Asymptotes

[Bolzano]

Determine asymptotes of the following function:
$$f(x) = \frac{x - 2}{e^{1/x}}$$I've managed to find the vertical asymptote $x = 0$, but I'm struggling with oblique one. It's equation is $y = ax + b$ and I calculated that $a = 1$ using formula
$$a = \lim_{x \to \infty} \frac{f(x)}{x}$$Now, I have a problem finding b. I used formula
$$b = \lim_{x \to \infty} (f(x) - ax)$$and got that
$$b = \lim_{x \to \infty} \bigg(\frac{x - 2}{e^{1/x} } - x\bigg)$$which I don't know how to solve.

P.S.
I don't speak English very well and it's my first time asking question here, so sorry if there are some mistakes.

 

[blamocur]

I would replace 1/x with a new variable and use L'Hopital's rule.

 

[Bolzano]

I would replace 1/x with a new variable and use L'Hopital's rule.

I'm not allowed to use L'Hopital's rule.

 

[blamocur]

Even without L'Hopital's rule switching to a variable which tends to 0 seems to make it more manageable.

 

[Bolzano]

Even without L'Hopital's rule switching to a variable which tends to 0 seems to make it more manageable.

I've tried that and still wasn't able do it.
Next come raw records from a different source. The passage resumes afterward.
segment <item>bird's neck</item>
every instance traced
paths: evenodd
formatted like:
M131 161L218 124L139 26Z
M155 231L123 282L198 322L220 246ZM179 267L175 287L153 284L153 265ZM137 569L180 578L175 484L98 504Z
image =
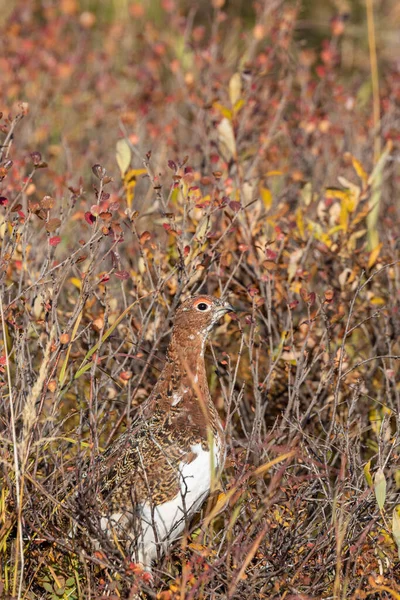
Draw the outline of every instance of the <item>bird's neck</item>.
M175 366L183 378L197 383L206 380L206 366L204 362L204 350L206 337L201 334L188 335L182 339L174 335L168 346L167 360Z

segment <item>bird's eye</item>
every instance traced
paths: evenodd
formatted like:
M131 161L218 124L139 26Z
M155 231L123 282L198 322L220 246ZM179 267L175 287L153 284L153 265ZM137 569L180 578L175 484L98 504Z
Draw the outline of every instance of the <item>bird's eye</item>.
M206 310L208 310L210 308L209 304L206 304L205 302L200 302L200 304L198 304L196 306L197 310L201 310L201 312L206 312Z

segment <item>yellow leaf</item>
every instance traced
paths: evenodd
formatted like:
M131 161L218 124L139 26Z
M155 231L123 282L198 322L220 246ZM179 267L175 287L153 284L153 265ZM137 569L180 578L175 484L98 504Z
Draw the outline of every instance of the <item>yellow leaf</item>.
M370 302L375 306L382 306L383 304L386 304L386 300L384 300L380 296L374 296L373 298L371 298Z
M368 484L368 487L370 487L372 489L374 487L374 484L372 482L371 461L370 460L366 463L366 465L364 465L364 477Z
M312 185L308 181L300 192L302 201L306 206L310 206L313 200Z
M265 173L266 177L276 177L277 175L283 175L283 171L275 170L275 171L267 171Z
M340 204L339 223L343 231L347 231L347 228L349 226L349 211L347 210L346 202L341 202Z
M371 429L375 433L376 437L379 437L379 433L381 431L382 426L382 417L376 408L373 408L369 411L369 422L371 423Z
M232 106L235 106L236 102L240 100L242 95L242 77L240 73L232 75L229 81L229 99Z
M372 250L371 254L369 255L369 259L368 259L368 269L371 269L371 267L373 267L374 264L376 263L378 256L380 254L380 251L382 249L382 246L383 246L383 243L381 242L380 244L375 246L375 248Z
M236 141L232 124L224 118L217 126L217 131L222 156L224 160L230 161L231 158L236 157Z
M386 500L386 478L383 469L378 469L375 473L374 488L376 501L382 510Z
M261 200L264 203L265 208L271 208L272 206L272 193L268 188L262 187L260 189Z
M339 200L347 200L349 190L338 190L336 188L327 188L325 190L325 196L327 198L338 198Z
M210 218L206 217L197 225L196 233L194 234L194 239L200 243L203 243L210 229Z
M145 173L147 173L146 169L129 169L129 171L127 171L127 173L124 175L124 187L126 191L126 202L128 204L128 208L131 208L133 204L137 178Z
M397 549L400 558L400 504L397 504L397 506L395 506L393 509L392 533L394 541L397 544Z
M299 208L296 212L296 225L302 238L304 238L304 218L303 211Z
M72 285L77 287L78 290L82 289L82 281L80 279L78 279L77 277L71 277L70 282L72 283Z
M366 185L368 182L368 175L365 172L365 169L362 166L361 162L357 160L354 156L351 157L351 162L353 163L353 168L355 172L357 173L361 181Z
M241 108L243 108L243 106L244 106L244 100L242 100L242 99L241 99L241 100L238 100L238 101L236 102L235 106L233 107L233 112L234 112L234 113L238 113L238 112L239 112L239 110L240 110Z
M231 111L230 108L227 108L226 106L223 106L219 102L214 102L213 108L215 108L216 110L218 110L223 117L225 117L229 121L232 121L232 111Z
M128 142L125 139L118 140L117 142L117 164L123 177L131 164L132 152Z

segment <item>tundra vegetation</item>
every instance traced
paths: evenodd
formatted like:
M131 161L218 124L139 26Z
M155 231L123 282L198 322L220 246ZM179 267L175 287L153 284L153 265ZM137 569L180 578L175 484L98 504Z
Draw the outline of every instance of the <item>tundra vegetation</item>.
M400 598L399 21L0 1L1 598ZM198 292L228 460L150 585L68 482Z

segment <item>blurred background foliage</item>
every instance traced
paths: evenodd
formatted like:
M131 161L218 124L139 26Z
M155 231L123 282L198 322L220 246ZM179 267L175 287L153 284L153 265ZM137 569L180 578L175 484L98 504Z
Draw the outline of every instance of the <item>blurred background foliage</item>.
M199 291L221 512L148 597L399 595L399 6L0 0L0 596L137 592L54 515Z

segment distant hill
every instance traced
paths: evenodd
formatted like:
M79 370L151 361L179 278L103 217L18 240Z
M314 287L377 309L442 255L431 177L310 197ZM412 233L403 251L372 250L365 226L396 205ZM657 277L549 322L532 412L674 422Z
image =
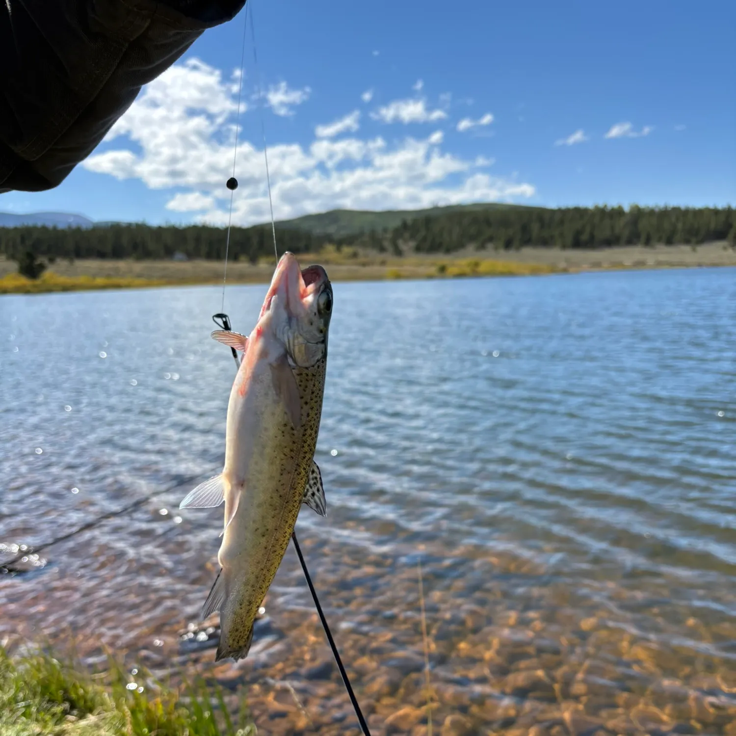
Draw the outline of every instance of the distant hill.
M0 212L0 227L19 227L21 225L38 225L46 227L93 227L95 223L83 215L68 212L29 212L16 215Z
M374 212L369 210L330 210L316 215L304 215L291 220L281 220L277 224L281 227L304 230L314 235L345 236L360 235L371 230L391 230L401 224L402 220L411 222L422 217L441 217L450 212L475 210L529 209L526 205L504 205L498 202L482 202L475 205L450 205L433 207L426 210L386 210Z
M524 205L505 205L498 202L481 202L473 205L450 205L432 207L425 210L330 210L316 215L303 215L291 220L280 220L276 224L289 230L301 230L316 236L344 238L361 235L372 230L392 230L406 220L422 217L441 217L450 212L493 209L528 209ZM130 224L114 222L91 220L83 215L66 212L31 212L25 215L0 212L0 227L18 227L21 225L38 225L47 227L107 227L114 224ZM265 223L264 223L265 224Z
I always end up with $\frac{0}{0}$.

 

[blamocur]

I've tried that and still wasn't able do it. I always end up with $\frac{0}{0}$.

Which methods for solving 0/0 type limits are you familiar with ?

 

[blamocur]

After scratching my head for a while I could not come up with a proof that $\lim\limits_{u\rightarrow 0} \frac{e^u-1}{u} = -1$ without using either L'Hopital's rule or Tailor's series.

 

[Bolzano]

After scratching my head for a while I could not come up with a proof that $\lim\limits_{u\rightarrow 0} \frac{e^u-1}{u} = -1$ without using either L'Hopital's rule or Tailor's series.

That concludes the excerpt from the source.